On my last landing at Gary, Alex surreptitiously pulled the circuit breaker for the flaps while I was on downwind glancing out the left side. Then, abeam the numbers, Alex pulled the throttle to idle and said—with that wry grin all flight instructors have at this moment—“simulated engine failure”. I started my turn toward the runway and saw that I was excellent shape. The tower had already cleared me to land, so I keyed the mic: “Niner delta sierra, simulated engine failure,” just to keep the tower informed. I got a bored “Roger” in response. I had the field made made made (I was high, actually), so I checked my airspeed and flipped my flaps. In the back of my mind, I registered that there wasn’t a light on the flap indicator and a sound was missing while the flaps should have been extending.
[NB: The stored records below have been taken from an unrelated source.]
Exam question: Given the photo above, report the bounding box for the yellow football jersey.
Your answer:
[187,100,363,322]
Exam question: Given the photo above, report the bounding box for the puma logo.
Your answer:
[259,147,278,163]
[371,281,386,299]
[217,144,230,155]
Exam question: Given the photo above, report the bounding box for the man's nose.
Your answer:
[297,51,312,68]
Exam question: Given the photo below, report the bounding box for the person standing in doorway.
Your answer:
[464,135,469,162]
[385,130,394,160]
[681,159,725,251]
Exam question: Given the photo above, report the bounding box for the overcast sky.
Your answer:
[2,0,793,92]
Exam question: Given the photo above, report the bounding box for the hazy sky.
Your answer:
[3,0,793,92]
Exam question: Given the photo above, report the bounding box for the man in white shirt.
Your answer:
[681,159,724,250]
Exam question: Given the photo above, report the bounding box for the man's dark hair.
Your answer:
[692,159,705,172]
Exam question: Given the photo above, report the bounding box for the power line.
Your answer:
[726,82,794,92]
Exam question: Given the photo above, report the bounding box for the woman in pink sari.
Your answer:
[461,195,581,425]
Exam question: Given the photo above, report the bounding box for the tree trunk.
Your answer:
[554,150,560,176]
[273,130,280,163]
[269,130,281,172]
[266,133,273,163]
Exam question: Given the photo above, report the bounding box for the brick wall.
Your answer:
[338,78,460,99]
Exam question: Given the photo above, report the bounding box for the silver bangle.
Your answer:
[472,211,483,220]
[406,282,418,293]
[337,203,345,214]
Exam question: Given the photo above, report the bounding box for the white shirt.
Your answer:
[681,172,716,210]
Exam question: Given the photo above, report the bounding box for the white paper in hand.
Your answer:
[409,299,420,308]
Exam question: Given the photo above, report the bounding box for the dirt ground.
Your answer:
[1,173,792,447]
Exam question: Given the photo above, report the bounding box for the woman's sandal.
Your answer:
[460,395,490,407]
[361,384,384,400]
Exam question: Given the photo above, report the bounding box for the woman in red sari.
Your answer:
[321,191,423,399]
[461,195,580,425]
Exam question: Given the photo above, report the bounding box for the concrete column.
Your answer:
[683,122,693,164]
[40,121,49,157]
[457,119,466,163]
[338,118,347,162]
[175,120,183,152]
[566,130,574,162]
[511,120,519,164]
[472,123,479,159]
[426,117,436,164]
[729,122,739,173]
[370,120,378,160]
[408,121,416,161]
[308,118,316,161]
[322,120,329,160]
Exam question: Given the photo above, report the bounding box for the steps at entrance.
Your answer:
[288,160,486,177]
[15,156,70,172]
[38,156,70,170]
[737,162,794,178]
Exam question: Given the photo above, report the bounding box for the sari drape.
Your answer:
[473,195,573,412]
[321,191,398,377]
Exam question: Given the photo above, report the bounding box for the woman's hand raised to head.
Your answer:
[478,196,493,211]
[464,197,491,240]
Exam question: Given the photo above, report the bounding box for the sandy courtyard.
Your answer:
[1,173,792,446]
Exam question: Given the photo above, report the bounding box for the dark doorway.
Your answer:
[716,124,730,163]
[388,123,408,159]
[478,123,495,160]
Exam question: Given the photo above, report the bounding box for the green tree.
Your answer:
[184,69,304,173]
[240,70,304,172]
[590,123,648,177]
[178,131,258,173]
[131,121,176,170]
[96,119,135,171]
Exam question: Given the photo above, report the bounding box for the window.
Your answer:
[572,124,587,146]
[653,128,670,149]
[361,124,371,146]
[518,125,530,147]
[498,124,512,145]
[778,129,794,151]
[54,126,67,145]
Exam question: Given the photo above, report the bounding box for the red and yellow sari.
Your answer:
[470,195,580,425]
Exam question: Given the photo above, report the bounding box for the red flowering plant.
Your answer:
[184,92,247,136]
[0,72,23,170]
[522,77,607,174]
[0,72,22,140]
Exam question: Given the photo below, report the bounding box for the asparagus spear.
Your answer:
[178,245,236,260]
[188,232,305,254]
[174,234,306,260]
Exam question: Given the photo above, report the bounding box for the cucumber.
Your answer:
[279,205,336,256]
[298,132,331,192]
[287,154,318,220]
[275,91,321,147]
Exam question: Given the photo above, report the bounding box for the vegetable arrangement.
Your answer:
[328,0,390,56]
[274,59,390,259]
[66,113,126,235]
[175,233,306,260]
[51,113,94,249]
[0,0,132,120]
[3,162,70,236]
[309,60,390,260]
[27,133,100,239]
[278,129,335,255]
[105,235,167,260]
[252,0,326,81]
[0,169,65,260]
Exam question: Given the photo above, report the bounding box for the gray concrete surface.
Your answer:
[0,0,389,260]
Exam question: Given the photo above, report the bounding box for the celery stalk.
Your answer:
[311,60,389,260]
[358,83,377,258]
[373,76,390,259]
I looked out to the left wing and saw that the flaps were, indeed, not extended. I laughed—Bill had taught me well—and started a forward slip. I got about 1000 feet down the 7000 foot runway in the slip and descended to 5 feet above the runway. I pulled out of the slip and floated … and floated … and floated … and floated. This was going to be the smoothest landing I’ve ever made—if there was still runway left when the wheels touched down. Finally they touched with about two-thirds of the runway to my rudder and plenty left in front of me. I taxied to parking and talked things over with Alex while the plane was refueled.

I’m going back tomorrow to start instrument training. Yup, you read that correctly. Heh.

3 comments:

Colin said...

Congratulations on pulling off a smooth landing under adverse conditions. I last made a no-flaps landing in a DA20 and it sure made the runway feel short.

You are going to love instrument training. Other than the hood part. I did the King DVDs. Boring as hell, but they got me past the written.

I just started the Machado book, which *everyone* recommends. Pretty good so far. Long, in depth, but he's funny enough and a good enough writer to keep it moving.

MKT said...

Congrats on getting back up, and on starting instrument training! Once again, we're on the same schedule -- I started working on mine last week, but I'm going to try to pass the written first.

BTW my current blog is at http://pilotbythebay.blogspot.com

MKT said...

Following up Colin, I'm in the midst of the King DVDs. They're very good, so far!